Durante la gita milanese ho toccato alcuni luoghi non preventivati; uno di questi è stato il Tempio della Vittoria (che fino a poco fa ero convinto fosse il Famedio, che invece si trova presso il cimitero monumentale), presidiato da due ex alpini. Memoriale dei caduti in guerra o a causa della guerra, è uno di quei luoghi che trovo nel contempo anacronistici ma imprescindibili.
Scrutando i tantissimi caduti delle due guerre mondiali vi ho trovato anche un soldato, caduto nel 1918, col mio stesso cognome: Cesare Fallini; di lui non ho scoperto nulla purtroppo; chissà potremmo avere avuto qualche antenato in comune: riposi in pace, come riposino tutte le vittime di quelle atroci carneficine e di quelle che ancor oggi funestano zone così vicine come Israele (dove urge un’intesa pacificatrice) o l’Ucraina o ancora il nordafrica.
L’ingresso è sovrastato da un’enorme statua di Adolfo Wildt rappresentante Sant’Ambrogio che schiaccia i sette vizi capitali, molto bella come tutte le sue opere che ho avuto occasione di vedere.
Se non ho malinteso, Wildt è stato emarginato perché politicamente schierato sul fronte sbagliato (era fascista) ma credo che sia ora, e la mostra di Forlì di qualche tempo fa ha iniziato a farlo, di recuperare un artista abilissimo e davvero da annoverare tra i migliori dell’epoca.
Dopo il Tempio della Vittoria un altro tempio mi attende, Sant’Ambrogio, chiesa ricca di storia e con un fantastico ambone, sovrastante la cosiddetta tomba di Stilicone.
I capitelli, come sempre, nelle chiese romaniche, sono riccamente e variamente decorati.
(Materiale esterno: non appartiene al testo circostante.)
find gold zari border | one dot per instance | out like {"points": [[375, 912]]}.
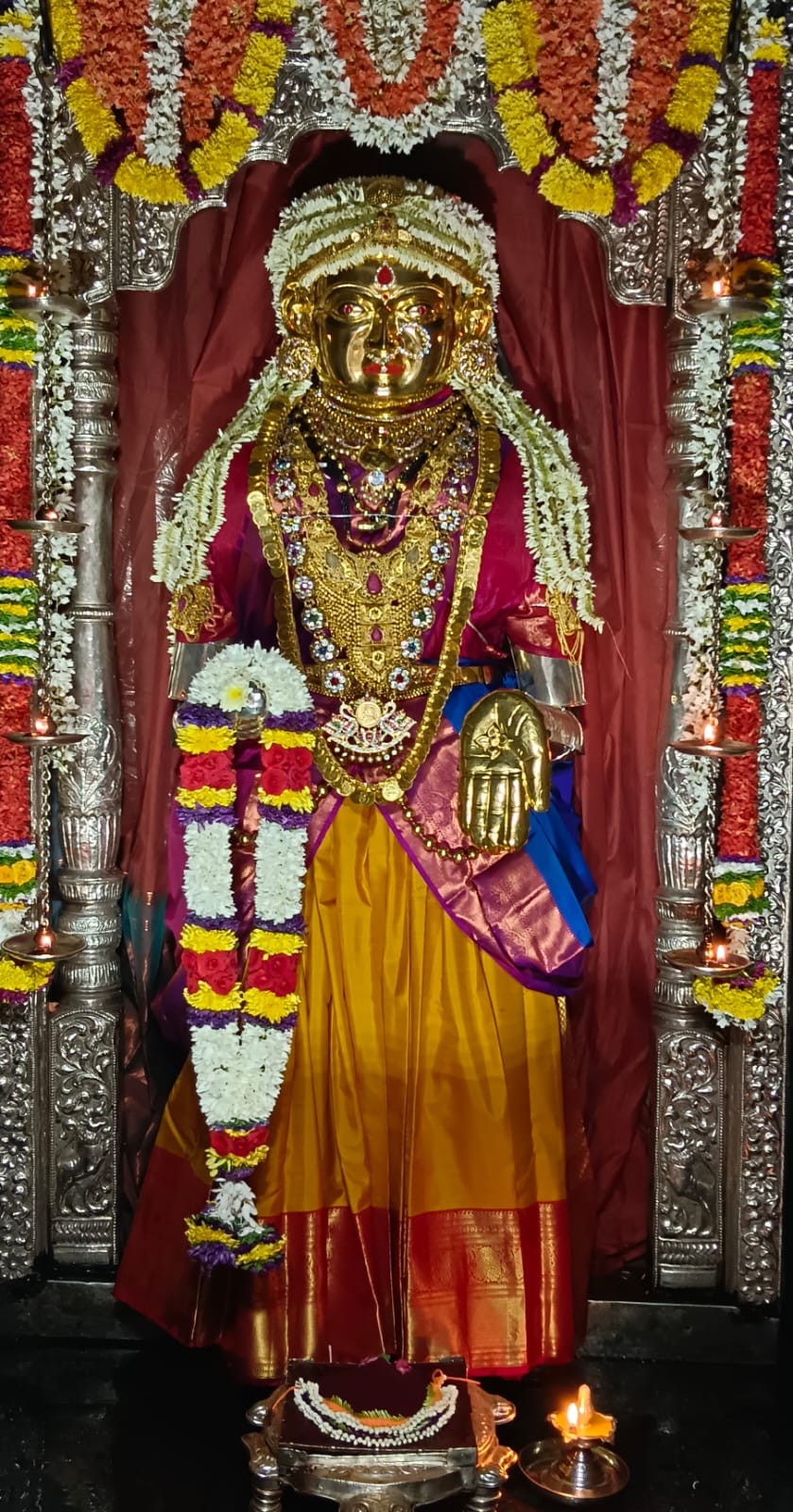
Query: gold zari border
{"points": [[462, 601]]}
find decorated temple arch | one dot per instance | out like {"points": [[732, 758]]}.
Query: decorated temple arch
{"points": [[642, 224]]}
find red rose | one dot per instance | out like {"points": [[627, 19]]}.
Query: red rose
{"points": [[284, 767], [211, 770], [271, 972], [218, 970], [214, 967]]}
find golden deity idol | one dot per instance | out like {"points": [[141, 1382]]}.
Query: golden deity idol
{"points": [[421, 537]]}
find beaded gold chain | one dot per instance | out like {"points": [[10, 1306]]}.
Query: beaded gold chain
{"points": [[465, 586]]}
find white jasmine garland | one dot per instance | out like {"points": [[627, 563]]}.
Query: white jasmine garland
{"points": [[181, 543], [350, 1429], [319, 227], [166, 29], [281, 873], [208, 871], [554, 496], [227, 679], [394, 35], [336, 97], [239, 1074], [613, 30]]}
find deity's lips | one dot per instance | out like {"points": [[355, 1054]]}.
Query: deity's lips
{"points": [[394, 369]]}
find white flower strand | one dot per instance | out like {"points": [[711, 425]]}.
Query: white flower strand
{"points": [[239, 1073], [166, 29], [613, 30], [183, 541], [319, 226], [281, 873], [394, 35], [337, 102], [554, 496], [347, 1429]]}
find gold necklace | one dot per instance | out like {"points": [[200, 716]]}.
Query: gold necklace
{"points": [[465, 586], [377, 433]]}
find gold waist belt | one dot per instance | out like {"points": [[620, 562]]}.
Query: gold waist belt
{"points": [[421, 678]]}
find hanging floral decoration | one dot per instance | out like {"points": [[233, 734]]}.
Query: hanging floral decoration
{"points": [[168, 95], [241, 983], [17, 584], [390, 75], [739, 874], [604, 103]]}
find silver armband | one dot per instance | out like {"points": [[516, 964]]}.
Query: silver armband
{"points": [[550, 679]]}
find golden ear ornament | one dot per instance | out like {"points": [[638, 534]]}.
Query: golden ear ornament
{"points": [[296, 359], [473, 362]]}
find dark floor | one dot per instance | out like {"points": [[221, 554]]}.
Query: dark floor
{"points": [[156, 1429]]}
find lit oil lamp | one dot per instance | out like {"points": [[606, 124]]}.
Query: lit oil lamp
{"points": [[712, 743], [716, 531], [577, 1466], [725, 291], [713, 959]]}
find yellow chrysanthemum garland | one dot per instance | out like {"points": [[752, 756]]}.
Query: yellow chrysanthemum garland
{"points": [[201, 166], [511, 44]]}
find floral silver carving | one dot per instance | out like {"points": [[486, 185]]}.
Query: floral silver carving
{"points": [[757, 1062], [83, 1118], [636, 254], [687, 1217], [23, 1138], [83, 1053], [689, 1157]]}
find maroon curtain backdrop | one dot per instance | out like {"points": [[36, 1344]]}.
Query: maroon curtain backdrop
{"points": [[594, 368]]}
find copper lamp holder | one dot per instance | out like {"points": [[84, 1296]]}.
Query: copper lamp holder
{"points": [[583, 1470], [694, 964], [716, 534], [717, 750], [29, 945]]}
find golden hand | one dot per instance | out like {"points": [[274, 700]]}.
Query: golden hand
{"points": [[504, 770]]}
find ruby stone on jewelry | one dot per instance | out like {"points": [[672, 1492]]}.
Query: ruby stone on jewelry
{"points": [[241, 985]]}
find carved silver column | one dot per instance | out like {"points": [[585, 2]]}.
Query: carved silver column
{"points": [[690, 1056], [83, 1032]]}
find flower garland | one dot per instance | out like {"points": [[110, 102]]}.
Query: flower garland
{"points": [[603, 108], [17, 587], [740, 1002], [387, 79], [241, 989], [168, 97], [739, 874], [375, 1428]]}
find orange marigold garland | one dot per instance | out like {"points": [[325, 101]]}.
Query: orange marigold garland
{"points": [[606, 110], [739, 882], [17, 586], [168, 95]]}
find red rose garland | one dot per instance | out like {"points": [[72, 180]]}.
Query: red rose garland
{"points": [[17, 586], [739, 885]]}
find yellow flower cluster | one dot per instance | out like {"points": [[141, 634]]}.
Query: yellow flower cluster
{"points": [[739, 892], [14, 977], [743, 1005], [511, 44], [276, 944], [770, 45], [212, 161], [262, 1005]]}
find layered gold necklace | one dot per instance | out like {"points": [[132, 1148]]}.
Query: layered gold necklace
{"points": [[368, 610]]}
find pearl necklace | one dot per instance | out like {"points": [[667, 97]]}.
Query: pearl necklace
{"points": [[337, 1420]]}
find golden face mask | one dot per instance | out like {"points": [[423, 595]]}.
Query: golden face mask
{"points": [[385, 332]]}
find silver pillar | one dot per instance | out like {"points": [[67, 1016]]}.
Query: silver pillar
{"points": [[687, 1219], [83, 1030]]}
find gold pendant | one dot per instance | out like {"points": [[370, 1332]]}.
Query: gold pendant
{"points": [[370, 730]]}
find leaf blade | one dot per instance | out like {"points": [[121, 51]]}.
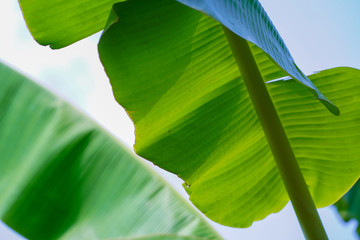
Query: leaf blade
{"points": [[204, 118], [249, 20], [64, 177]]}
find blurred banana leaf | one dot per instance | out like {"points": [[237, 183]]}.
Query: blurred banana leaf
{"points": [[63, 177], [349, 205]]}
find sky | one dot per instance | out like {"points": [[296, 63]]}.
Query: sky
{"points": [[320, 34]]}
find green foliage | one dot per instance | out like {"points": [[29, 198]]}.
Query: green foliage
{"points": [[64, 177], [172, 70], [349, 205]]}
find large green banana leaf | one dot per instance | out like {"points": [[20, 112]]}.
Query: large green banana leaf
{"points": [[172, 70], [64, 177], [349, 205], [59, 23]]}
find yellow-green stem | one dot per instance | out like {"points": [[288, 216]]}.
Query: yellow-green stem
{"points": [[281, 149]]}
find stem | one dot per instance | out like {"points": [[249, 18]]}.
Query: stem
{"points": [[275, 134]]}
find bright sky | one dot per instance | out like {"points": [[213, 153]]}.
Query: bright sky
{"points": [[319, 33]]}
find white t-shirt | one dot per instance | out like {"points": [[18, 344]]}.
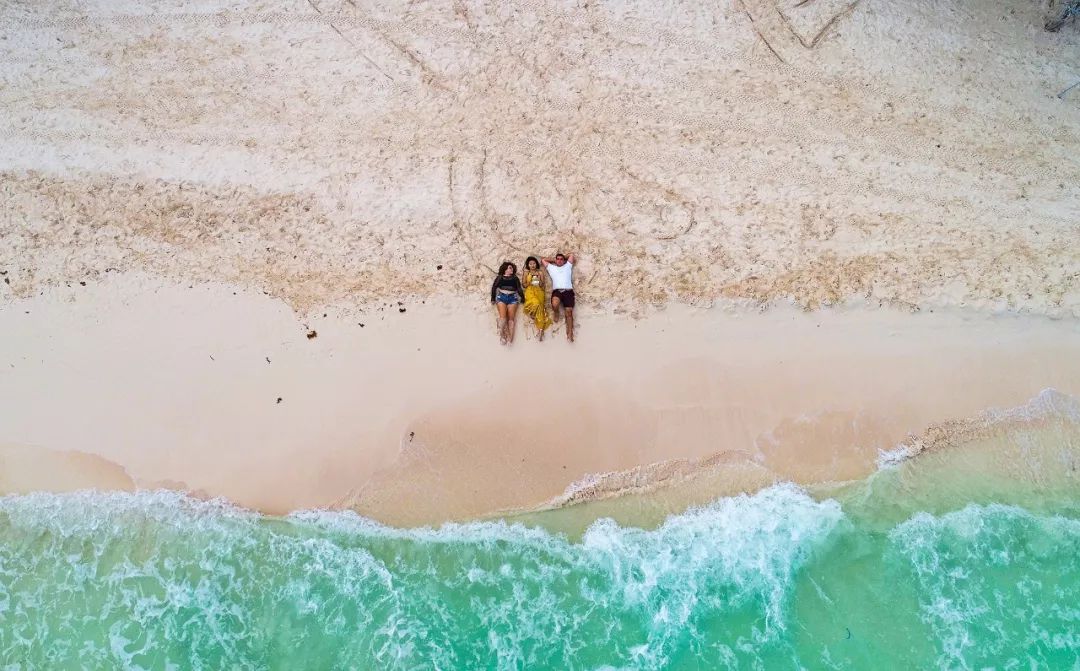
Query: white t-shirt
{"points": [[561, 276]]}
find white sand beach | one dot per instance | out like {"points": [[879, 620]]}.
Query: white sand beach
{"points": [[806, 231]]}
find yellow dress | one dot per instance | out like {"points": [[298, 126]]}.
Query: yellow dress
{"points": [[536, 304]]}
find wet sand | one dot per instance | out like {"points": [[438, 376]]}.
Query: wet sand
{"points": [[420, 415]]}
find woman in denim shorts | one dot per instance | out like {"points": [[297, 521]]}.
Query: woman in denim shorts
{"points": [[507, 294]]}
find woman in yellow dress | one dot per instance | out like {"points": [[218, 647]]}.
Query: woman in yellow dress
{"points": [[536, 299]]}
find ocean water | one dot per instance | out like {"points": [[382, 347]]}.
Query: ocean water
{"points": [[935, 563]]}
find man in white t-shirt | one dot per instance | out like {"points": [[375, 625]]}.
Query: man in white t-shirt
{"points": [[561, 270]]}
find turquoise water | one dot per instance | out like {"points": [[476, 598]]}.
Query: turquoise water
{"points": [[772, 580]]}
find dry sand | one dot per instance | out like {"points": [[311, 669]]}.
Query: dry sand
{"points": [[186, 188]]}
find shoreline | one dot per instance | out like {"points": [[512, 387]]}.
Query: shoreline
{"points": [[177, 387]]}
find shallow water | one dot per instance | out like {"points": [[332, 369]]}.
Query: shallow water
{"points": [[962, 558], [772, 580]]}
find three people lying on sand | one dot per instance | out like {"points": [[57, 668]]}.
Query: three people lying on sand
{"points": [[509, 291]]}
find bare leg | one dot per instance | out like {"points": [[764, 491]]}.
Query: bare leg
{"points": [[502, 321], [511, 322]]}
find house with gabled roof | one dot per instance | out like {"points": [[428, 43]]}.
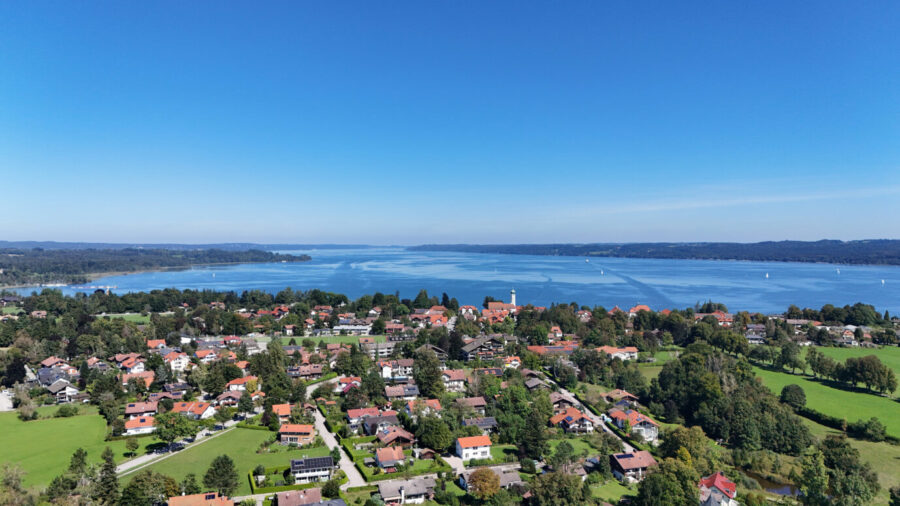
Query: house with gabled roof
{"points": [[631, 467], [389, 456], [717, 490], [640, 424], [454, 380], [241, 383], [296, 433], [396, 436], [139, 425], [477, 404], [138, 409], [312, 469], [194, 410], [473, 447], [573, 420]]}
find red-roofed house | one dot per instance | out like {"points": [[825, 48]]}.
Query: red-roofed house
{"points": [[282, 411], [241, 383], [194, 410], [147, 377], [204, 499], [717, 490], [296, 433], [389, 456], [205, 356], [640, 424], [573, 420], [474, 447], [626, 353], [454, 380]]}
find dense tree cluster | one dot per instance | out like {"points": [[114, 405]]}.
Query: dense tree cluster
{"points": [[37, 265], [719, 393]]}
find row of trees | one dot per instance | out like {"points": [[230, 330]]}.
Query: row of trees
{"points": [[146, 488], [868, 370]]}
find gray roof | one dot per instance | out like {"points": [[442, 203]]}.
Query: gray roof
{"points": [[414, 486], [311, 464], [488, 422]]}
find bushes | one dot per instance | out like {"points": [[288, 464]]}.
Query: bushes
{"points": [[66, 411]]}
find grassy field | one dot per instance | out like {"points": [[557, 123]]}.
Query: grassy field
{"points": [[883, 457], [612, 491], [580, 445], [836, 402], [240, 445], [650, 371], [131, 317], [889, 355], [42, 447]]}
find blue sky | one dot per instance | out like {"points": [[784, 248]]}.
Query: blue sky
{"points": [[415, 122]]}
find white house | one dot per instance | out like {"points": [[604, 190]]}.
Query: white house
{"points": [[473, 447], [312, 469], [138, 426]]}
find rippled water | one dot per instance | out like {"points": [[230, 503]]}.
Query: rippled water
{"points": [[542, 280]]}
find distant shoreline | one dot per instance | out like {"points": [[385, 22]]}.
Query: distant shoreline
{"points": [[883, 252], [93, 276]]}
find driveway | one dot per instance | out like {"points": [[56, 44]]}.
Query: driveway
{"points": [[354, 478], [594, 418], [6, 400], [151, 458]]}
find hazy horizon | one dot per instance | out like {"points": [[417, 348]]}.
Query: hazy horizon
{"points": [[412, 123]]}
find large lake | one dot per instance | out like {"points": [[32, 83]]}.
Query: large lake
{"points": [[542, 280]]}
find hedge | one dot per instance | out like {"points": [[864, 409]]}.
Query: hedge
{"points": [[327, 377]]}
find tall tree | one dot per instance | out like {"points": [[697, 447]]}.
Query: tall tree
{"points": [[107, 489], [427, 373], [483, 483], [814, 479], [221, 475]]}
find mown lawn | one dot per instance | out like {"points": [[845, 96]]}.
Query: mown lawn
{"points": [[42, 448], [611, 491], [889, 355], [650, 371], [883, 457], [580, 446], [845, 404], [239, 444]]}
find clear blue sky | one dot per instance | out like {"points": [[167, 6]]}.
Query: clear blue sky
{"points": [[463, 121]]}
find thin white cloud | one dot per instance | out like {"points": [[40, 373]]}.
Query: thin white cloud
{"points": [[701, 201]]}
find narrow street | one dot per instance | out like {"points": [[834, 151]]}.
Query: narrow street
{"points": [[354, 477]]}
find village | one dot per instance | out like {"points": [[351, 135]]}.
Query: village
{"points": [[367, 406]]}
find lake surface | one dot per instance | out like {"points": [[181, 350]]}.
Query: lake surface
{"points": [[542, 280]]}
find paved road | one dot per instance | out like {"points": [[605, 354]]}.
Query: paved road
{"points": [[152, 458], [354, 478], [6, 401], [594, 418]]}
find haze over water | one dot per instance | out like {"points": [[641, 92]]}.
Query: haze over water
{"points": [[542, 280]]}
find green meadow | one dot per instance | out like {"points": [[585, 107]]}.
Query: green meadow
{"points": [[883, 457], [239, 444], [42, 447], [850, 405]]}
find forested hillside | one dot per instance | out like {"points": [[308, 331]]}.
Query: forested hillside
{"points": [[35, 266]]}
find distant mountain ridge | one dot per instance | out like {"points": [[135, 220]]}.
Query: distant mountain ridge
{"points": [[225, 246], [872, 252]]}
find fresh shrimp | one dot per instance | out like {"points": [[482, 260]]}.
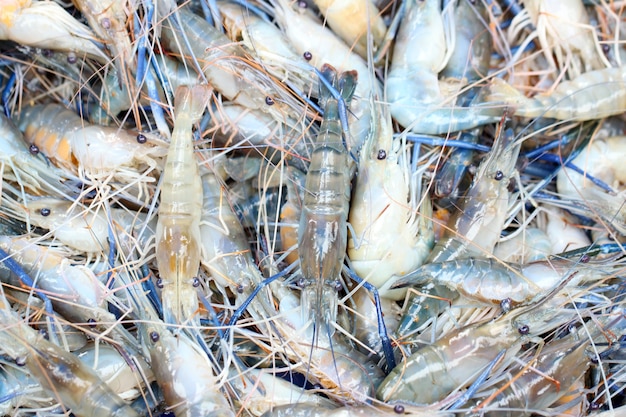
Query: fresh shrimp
{"points": [[75, 291], [558, 367], [86, 229], [320, 45], [592, 95], [76, 386], [56, 29], [386, 202], [178, 233], [490, 281], [323, 232], [225, 252], [434, 371], [476, 226], [356, 22], [532, 244], [23, 167], [75, 145], [227, 66], [108, 19], [601, 159], [564, 32], [414, 92], [271, 47]]}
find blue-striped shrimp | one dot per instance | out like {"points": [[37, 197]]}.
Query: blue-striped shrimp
{"points": [[417, 99], [603, 160], [323, 232], [56, 29], [386, 202], [490, 281], [559, 366], [320, 45], [76, 386], [227, 66], [592, 95], [434, 371], [356, 22], [180, 210]]}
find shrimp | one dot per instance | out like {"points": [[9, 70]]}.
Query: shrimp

Straordinario il Sacello di San Vittore in ciel d’oro con i mosaici che risalgono al IV secolo e con il ritratto più antico di Sant’Ambrogio. Nella cripta sono custodite le spoglie dei protettori di Milano: Sant’Ambrogio, San Gervaso e San Protaso.
Una chiesa che ha sicuramente la dignità di una cattedrale e che tale sarebbe se fosse in una delle tante città italiane meno importanti di Milano.